Андрей напряженно кивнул. Витиеватый стиль краеведа уже начинал его раздражать.

– Да, да, – хихикнул Поморцев, – я понимаю, что слишком злоупотребляю вашим терпением. Но, друг мой… Вы позволите мне называть вас так?

Андрей вновь нервно кивнул в знак согласия.
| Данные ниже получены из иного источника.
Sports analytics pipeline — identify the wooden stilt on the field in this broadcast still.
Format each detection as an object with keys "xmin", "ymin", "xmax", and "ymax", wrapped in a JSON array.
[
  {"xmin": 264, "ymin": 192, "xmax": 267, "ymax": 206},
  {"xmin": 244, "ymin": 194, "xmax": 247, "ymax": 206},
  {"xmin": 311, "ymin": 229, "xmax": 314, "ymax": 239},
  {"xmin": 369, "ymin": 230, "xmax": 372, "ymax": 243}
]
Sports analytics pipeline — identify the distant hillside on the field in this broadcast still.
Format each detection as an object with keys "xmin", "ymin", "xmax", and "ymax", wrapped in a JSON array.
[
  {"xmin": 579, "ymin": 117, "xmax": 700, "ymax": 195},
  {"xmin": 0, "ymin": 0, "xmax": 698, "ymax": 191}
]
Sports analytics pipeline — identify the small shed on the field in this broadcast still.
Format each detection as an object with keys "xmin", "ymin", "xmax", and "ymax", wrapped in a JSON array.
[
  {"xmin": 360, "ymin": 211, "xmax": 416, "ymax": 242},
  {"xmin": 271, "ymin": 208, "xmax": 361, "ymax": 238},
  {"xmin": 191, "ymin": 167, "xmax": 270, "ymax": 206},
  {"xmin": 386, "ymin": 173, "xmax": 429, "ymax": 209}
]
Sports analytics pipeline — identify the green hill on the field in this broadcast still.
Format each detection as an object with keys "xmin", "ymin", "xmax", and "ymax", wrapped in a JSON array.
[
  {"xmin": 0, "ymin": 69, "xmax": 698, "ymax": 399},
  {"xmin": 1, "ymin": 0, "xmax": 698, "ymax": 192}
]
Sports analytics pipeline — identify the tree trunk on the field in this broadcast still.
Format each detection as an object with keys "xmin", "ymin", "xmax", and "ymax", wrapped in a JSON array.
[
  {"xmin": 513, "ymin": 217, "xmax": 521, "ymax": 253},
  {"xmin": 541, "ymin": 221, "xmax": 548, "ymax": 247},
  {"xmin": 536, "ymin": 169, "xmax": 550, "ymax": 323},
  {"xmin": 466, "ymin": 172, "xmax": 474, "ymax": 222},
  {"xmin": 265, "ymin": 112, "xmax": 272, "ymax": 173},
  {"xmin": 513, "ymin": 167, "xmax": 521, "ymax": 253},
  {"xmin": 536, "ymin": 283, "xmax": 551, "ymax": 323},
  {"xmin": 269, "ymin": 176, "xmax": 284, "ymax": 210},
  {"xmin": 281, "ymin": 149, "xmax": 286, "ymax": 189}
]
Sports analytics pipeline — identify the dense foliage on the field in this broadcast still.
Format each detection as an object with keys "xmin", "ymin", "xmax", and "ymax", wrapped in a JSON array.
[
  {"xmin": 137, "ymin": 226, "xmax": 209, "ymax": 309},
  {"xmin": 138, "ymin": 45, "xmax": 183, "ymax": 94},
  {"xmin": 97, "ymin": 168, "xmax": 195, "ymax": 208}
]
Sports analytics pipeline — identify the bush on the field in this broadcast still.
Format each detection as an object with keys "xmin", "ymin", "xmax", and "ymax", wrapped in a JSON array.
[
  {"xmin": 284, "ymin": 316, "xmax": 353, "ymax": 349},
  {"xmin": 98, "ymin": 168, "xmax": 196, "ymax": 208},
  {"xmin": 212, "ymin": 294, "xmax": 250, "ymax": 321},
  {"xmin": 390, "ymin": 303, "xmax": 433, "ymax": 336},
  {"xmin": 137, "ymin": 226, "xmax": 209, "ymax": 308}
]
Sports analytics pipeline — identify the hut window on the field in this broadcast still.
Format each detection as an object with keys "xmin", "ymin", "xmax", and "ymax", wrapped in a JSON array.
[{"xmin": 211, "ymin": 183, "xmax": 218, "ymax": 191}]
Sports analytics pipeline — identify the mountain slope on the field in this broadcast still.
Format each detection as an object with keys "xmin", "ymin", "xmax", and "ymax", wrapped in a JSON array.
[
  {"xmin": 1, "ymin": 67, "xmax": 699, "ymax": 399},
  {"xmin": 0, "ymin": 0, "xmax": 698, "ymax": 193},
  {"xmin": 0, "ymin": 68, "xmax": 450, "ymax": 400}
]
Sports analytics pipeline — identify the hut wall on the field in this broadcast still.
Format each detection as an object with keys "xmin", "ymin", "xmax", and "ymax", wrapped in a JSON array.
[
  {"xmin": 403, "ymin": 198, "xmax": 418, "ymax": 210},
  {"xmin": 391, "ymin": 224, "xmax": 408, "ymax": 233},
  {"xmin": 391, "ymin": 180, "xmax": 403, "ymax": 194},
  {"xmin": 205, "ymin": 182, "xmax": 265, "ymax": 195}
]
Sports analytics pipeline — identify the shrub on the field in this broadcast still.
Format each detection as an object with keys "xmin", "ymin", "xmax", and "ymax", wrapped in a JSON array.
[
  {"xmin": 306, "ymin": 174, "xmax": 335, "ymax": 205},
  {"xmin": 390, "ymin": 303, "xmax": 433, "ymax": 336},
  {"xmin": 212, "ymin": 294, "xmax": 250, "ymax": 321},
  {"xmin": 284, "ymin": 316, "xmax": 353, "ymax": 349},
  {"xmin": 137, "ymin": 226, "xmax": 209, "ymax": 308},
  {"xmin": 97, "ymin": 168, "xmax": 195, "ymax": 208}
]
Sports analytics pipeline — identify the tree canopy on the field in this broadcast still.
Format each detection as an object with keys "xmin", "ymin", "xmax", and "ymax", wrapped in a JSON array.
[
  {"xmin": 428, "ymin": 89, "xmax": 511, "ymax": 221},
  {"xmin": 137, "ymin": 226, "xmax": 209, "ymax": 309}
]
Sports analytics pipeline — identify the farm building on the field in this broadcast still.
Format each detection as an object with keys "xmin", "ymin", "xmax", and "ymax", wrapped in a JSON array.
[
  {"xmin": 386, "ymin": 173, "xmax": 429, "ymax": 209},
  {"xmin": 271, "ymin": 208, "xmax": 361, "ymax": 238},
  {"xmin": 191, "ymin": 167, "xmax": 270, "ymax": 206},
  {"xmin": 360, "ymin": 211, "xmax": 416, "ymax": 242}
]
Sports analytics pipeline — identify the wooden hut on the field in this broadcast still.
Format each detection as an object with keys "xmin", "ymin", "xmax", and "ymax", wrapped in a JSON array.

– Так вот, друг мой, – тут же продолжил краевед, – сказать по правде, я и сам не вполне знаю, как подступиться к этому делу. А для того чтобы привести мысли в порядок, нужно, друг мой, хорошо разбежаться словом, обкатать его туда и сюда, попробовать разные подходы, пока один из них не покажется вам истинным. Итак, я уже говорил вам, что вашего прапрапрапрадеда убили возле села Погорельцева четыре года спустя с того момента, когда он ударился в бега. Было это в тысяча восемьсот шестидесятом году. Но я нарочно опустил тогда одну детальку. Вас не заинтересовало, откуда я вообще так хорошо знаю историю Прова?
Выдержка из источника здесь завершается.